There were other thefts during the evening hours of that Monday night in May in the general Las Vegas area, all of which were discovered and reported to the authorities long before the end of September, but not soon enough to alter events. The Finest Fancy Linen Service, for example, of North Las Vegas, which provides cloth products for several of the Strip hotels, ranging from room-service napkins to croupiers’ pocketless trousers, was burglarized for eight freshly cleaned tan uniforms with shoulder patches and other markings to identify them as used by the security personnel at the Gaiety Hotel, Battle-Lake and Casino. Also, a large hydraulic-compacting garbage truck was liberated from Southern Nevada Disposal Service, a private trash contractor with several Strip hotels as its customers. In addition, five new cars, fresh from the factory, were boosted from a Honda dealer in the city, and equipped with license plates lifted from cars in McCarran Airport’s long-term parking lot.

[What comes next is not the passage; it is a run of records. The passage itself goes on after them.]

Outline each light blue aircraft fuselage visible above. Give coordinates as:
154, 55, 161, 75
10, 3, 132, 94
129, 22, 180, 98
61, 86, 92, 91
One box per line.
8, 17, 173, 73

One of these recently acquired Hondas was later that evening driven by Fred Lartz (Thelma at the wheel) with Stan Murch and Tiny Bulcher as passengers, both of them wearing dark blue coveralls, down to Henderson, where the Lartzes let them out next to General Manufacturing. There they found awaiting them the truck previously loaded to their specifications by Lester Vogel employees, with a lie freshly painted on both doors that read,
R & M
INDUSTRIAL
&
MEDICAL
GAS SUPPLIES
This misinformation was done in the style of the actual R&M, a legitimate outfit up in Las Vegas with a variety of regular customers ranging from hospitals and dentists to factories like General Manufacturing to Strip hotels. This truck was then driven north, back to Vegas, by Stan, with Tiny beside him.
The rear of the Gaiety, like all the hotels along the Strip, contains a loading dock where food and drink and other supplies are brought in, and access to this loading dock is controlled by a guard in a guard shack with a red-and-white bar which should always be kept down to block access, but which is almost always kept up instead because there’s never been any reason to keep it down, and it’s an irritation to have to keep raising and lowering the damn bar every time the butcher arrives, the baker arrives, the linen service arrives, the vintner arrives, the oxygen supplier arrives, on and on.